Se nos ha muerto Lázaro Carreter. Ese señor que uno recuerda, sobre todo, de los libros de texto de su cou lejano, dos tomos azules, Anaya, con las figuras de Don Quijote y Sancho de dos bocetos de Gustavo Doré. A pesar de lo complicada que los lingüistas se han empeñado en hacer la lengua española (adaptando para mi gusto términos absurdos copiados de lingüísticas extranjeras y complicando para los chavales innecesariamente eso de saber leer y escribir correctamente un par de párrafos), recuerdo aquellos libros con cariño, porque eran a la vez didácticos y divertidos, y planteaban el reto de escribir creativamente cosas tan imposibles como describir una ventana (un coñazo), o el taller de un zapatero (una delicia). Además, gracias a aquellos libros conocí por primera vez, siquiera de oídas, a Saussure y Chomsky y la semántica y los estructuralistas.
Luego, muchos años después, los dardos en la palabra, recopilados en dos libros indispensables (sobre todo el primero) para todo aquel que quiera manejar su idioma como la espada y el aguijón que tiene que ser la lengua.

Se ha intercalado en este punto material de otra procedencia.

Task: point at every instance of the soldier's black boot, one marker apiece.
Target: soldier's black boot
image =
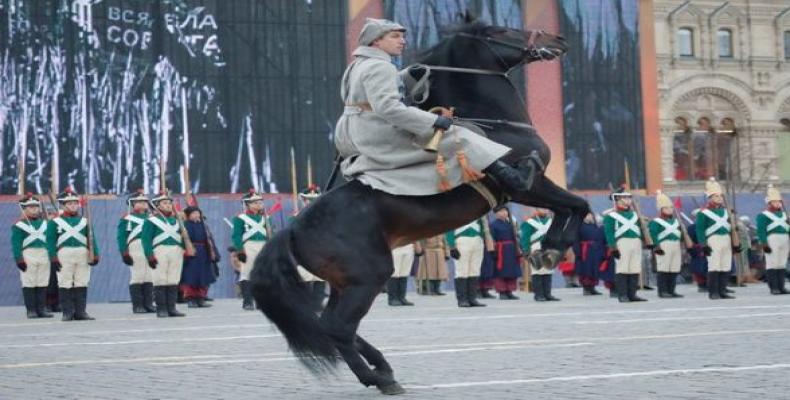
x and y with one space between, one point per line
436 287
547 288
663 288
724 278
147 290
393 292
403 287
30 302
172 297
713 286
136 293
771 281
472 284
80 295
246 295
462 293
40 295
621 285
512 179
319 294
537 288
633 285
66 303
779 279
160 296
672 280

Martillo de periodistas, estos libros, la exigencia de la precisión en la información que ya no vemos en la prensa escrita (ni en la televisiva) más que con exquisitos cuentagotas.
Se ha muerto Lázaro y se ha muerto con él quizás el último gran crítico, el guardián de las palabras, el valedor absoluto de la magia de la comunicación precisa y rica, del conocimiento, del saber hacer, el Gollum castellano que guardaba para todos nosotros, y para las generaciones futuras, el más maravilloso tesoro de todos los tiempos: el de nuestra propia lengua, tan hermosa y maltratada, tan sublime y perfecta.